The difference in yield between Treasuries and 10 years and 30 - year bond hovered near record levels, even when it shrank to 150.7 points, after touching a record high of 160.2 percentage points on 10 November. The spread has averaged 52.8 points since the beginning of 2000.

"The spread has widened with the Fed to buy more on the 10 years that the 30-year bond, and increased inflation expectations," said Prakash. "Whether it is increasing is a question in the mind of the market."

European finance ministers sought to reassure investors who have pushed bond yields to records in Ireland and Portugal as leaders at a summit of G20 in Seoul against the debt crisis in Ireland amid speculation that the EU will to intervene with a rescue plan.

Officials from Germany, France, Italy, Spain and the United Kingdom issued a statement saying a South Korean crisis resolution mechanism we are discussing which can force bondholders to share the cost of a rescue would not apply to outstanding debt.

Finance Ireland

Irish Finance, the Ministry today said it is in talks on a request for emergency funds from the EU. Reuters reported today, citing sources in the euro area did not name, that Ireland is in talks about playing a European bailout fund and is very likely to get help.

"Ireland is funded entirely by mid-2011," Finance Ministry said in an email today. "There is no request for emergency funding from the European Union."

As the Irish government put the finishing touches on a plan to find 15 million euros (20.5 billion) in savings, 51 percent of respondents in the latest global survey Bloomberg said he considered a breach of probabilities compared with 42 percent who say it is unlikely. The rows of people waiting for a defect in Ireland have tripled since a survey in June.

The Federal Reserve bought 16 of the 24 titles due in November 2014 to April 2016 that were listed for a possible purchase of the Federal Reserve Bank of New York website. The acquisitions are part of the Fed plan to buy 600 billion U.S. dollars of treasury bonds in June and reinvest the maturity of mortgages.

"The concerns of euros'

"The concerns of the euro and the continuing lack of familiarity with respect to qe been added to the confusion," said Paul Horrmann, an agent in New York, in the tradition Asiel Securities Inc., an interbank broker. "It's still a mess trying to define what the market will go."

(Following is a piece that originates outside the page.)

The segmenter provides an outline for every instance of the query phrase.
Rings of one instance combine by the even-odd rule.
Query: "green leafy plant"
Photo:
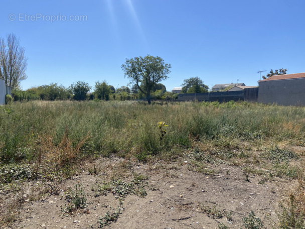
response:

The policy-setting Open Market Committee embarked on a second round of unconventional monetary stimulus on 3 November after a benchmark interest rate near zero and a previous program to buy 1.7 trillion U.S. dollars for non-securities down an unemployment rate that is near a 26 - year high.

Confidence among U.S. consumers increased in November, according to a report by Thomson Reuters / University of Michigan.

The preliminary index of confidence in the group rose to 69.3 from a final reading of 67.7 in October. The measure averaged 88.9 in the five years to December 2007, when the last recession. Economists forecast the measure would increase to 69.